Mike Lynch is a data science group lead at the Sydney Informatics Hub, with expertise in research data management, open standards for research data and the application of modern IT development and deployment practices to research software. In his current role he leads a team of software engineers and research compute specialists working to enable researchers to best utilise national cloud compute and the University’s GPU cluster.

Glen Charlton:

Glen is the Lead Data Scientist for the Advanced Analytics & AI (3AI) Platform at Intersect Australia. The 3AI team empowers researchers with data science and AI through hands-on support and the transfer of knowledge to improve the efficiency and increase the capability of researchers to conduct novel and practically relevant research.

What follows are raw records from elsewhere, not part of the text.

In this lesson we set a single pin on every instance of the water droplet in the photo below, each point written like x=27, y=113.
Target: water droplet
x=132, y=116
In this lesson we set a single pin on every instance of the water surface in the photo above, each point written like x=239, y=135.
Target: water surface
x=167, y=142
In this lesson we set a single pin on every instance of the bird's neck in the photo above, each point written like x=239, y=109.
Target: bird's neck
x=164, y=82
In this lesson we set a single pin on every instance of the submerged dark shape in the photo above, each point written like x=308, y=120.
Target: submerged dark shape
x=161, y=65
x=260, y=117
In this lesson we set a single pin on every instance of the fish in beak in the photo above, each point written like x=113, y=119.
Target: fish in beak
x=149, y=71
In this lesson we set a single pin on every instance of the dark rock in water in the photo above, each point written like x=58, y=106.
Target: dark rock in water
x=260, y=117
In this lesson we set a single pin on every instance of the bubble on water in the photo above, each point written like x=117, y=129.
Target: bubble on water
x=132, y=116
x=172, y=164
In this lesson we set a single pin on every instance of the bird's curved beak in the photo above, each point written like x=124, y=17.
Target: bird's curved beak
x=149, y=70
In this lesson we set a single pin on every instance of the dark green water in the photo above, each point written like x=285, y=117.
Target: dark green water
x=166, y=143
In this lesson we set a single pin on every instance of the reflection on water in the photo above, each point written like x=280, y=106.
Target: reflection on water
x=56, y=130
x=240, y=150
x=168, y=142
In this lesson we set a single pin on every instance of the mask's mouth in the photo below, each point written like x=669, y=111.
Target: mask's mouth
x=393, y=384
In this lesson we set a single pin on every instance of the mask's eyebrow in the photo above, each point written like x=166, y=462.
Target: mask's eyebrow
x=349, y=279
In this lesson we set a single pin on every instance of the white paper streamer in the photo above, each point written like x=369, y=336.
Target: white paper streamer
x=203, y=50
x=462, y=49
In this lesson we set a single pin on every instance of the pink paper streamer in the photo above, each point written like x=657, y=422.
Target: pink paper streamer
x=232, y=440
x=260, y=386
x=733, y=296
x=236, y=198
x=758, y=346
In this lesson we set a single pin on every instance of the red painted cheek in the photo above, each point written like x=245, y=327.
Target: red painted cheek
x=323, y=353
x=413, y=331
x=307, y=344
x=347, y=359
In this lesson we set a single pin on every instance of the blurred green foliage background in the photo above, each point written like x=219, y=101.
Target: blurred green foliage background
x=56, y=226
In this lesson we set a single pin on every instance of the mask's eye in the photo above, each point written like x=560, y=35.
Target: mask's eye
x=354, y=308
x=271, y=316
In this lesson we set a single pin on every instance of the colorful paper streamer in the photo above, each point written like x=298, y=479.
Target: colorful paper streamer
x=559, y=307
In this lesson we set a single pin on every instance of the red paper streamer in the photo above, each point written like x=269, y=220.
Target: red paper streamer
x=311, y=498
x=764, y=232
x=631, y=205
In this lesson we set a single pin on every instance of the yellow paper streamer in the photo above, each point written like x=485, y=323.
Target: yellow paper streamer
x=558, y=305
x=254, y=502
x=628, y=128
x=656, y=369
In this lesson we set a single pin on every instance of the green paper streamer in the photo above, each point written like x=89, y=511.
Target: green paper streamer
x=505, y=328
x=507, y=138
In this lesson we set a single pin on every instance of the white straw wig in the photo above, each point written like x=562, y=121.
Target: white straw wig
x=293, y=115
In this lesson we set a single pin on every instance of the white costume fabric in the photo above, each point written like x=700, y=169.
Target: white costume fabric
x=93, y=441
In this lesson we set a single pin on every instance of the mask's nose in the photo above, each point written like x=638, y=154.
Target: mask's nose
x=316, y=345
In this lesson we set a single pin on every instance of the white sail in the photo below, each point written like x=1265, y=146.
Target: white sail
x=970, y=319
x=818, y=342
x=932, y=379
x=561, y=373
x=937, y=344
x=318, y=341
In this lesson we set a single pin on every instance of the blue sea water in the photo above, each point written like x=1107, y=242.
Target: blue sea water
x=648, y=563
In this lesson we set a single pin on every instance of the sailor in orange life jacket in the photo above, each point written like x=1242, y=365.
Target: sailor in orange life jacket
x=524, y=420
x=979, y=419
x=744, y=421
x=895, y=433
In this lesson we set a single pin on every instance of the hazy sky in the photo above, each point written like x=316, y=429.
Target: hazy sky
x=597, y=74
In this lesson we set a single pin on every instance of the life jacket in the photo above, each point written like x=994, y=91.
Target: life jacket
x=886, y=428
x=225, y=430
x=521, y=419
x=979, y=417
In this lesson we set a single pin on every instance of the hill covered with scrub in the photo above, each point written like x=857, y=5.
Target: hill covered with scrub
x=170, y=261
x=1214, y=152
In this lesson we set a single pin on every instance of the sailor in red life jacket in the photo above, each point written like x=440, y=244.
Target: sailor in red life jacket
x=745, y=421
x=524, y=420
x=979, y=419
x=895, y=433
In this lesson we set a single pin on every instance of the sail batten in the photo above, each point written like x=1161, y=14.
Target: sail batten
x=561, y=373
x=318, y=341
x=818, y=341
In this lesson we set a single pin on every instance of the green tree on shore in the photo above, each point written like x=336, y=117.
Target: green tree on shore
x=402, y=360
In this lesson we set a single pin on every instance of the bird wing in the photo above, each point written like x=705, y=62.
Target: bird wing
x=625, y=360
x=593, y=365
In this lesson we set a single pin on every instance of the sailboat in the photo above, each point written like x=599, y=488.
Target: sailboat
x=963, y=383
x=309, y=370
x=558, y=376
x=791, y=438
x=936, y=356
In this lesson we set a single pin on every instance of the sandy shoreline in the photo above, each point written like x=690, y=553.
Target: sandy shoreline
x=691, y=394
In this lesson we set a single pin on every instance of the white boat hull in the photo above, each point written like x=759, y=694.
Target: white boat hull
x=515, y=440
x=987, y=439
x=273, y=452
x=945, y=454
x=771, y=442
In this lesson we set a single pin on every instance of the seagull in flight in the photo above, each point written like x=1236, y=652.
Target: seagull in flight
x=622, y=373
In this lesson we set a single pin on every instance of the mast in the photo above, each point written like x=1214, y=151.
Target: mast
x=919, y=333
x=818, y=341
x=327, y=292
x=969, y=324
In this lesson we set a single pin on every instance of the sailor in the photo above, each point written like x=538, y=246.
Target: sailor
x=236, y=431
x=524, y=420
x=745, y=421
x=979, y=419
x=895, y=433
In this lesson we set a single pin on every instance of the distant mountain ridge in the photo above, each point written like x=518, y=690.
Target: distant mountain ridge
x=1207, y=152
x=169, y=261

Glen actively promotes the novel and responsible adoption of AI for both research and operational purposes within members, partners and internally within Intersect.

Rui Yang:

Rui works as a Senior HPC Specialist at the National Computational Infrastructure (NCI), where he leads the Software and Data Modernisation team. The team provides dedicated support to multiple domain research communities by maintaining specialised computing environments, optimising performance for scientific models, and supporting collaborative projects. Rui led initiatives in deploying and evaluating state-of-the-art AI/ML models on HPC systems, maintaining ML-ready datasets and co-develop AI workflows with research groups to meet domain-specific needs.

Anselm Motha:

Anselm is the Specialist Research Technology Manager at the University of Technology Sydney (UTS). He leads a team that drives engagement with the research community at UTS. The team support a traditional queue based HPC system along with an interactive HPC system specialised for engineering workloads. Anselm strives for a collaborative IT environment for research at UTS, he works closely with other team within the IT Unit to ensure that research projects are closely aligned with the polices at UTS.

Abstract:

Situation

With developments in Artificial Intelligence (AI), scientific research increasingly relies on complex computational workflows that integrate diverse applications, data sources, and infrastructure. Supporting these workflows requires a deep understanding of both domain-specific needs and evolving technologies. Additionally, the diversity of applications and tools used by researchers grows exponentially with the development of new approaches in High Performance Computing (HPC) and AI.

Task

This session invites practitioners, researchers, and support professionals to share and discuss best practices, challenges, and strategies for enabling robust, scalable, and reproducible scientific workflows. We will explore approaches to workflow design, automation, and optimization across a range of disciplines, with a focus on practical and scalable support models, user engagement, and cross-institutional collaboration. Topics may include workflow management systems, reproducibility and containerization, GPU porting and optimisation, data management and storage, application enabling and integration with HPC, cloud, and hybrid environments.

Action

This session aims to foster a collaborative dialogue around what works, what doesn’t, and what’s next in supporting scientific applications and workflows. The session will begin with short presentations from leading institutions in Australia, focusing on changes and challenges in scientific applications and workflows support over the last couple of years. We will then switch to discussion in subgroups to focus on requirements of specific domains and selected aspects of the support ecosystem.

Result

We hope that participants will leave with actionable insights and new connections to strengthen and improve services (providers) and leverage or integrate with existing services (researchers).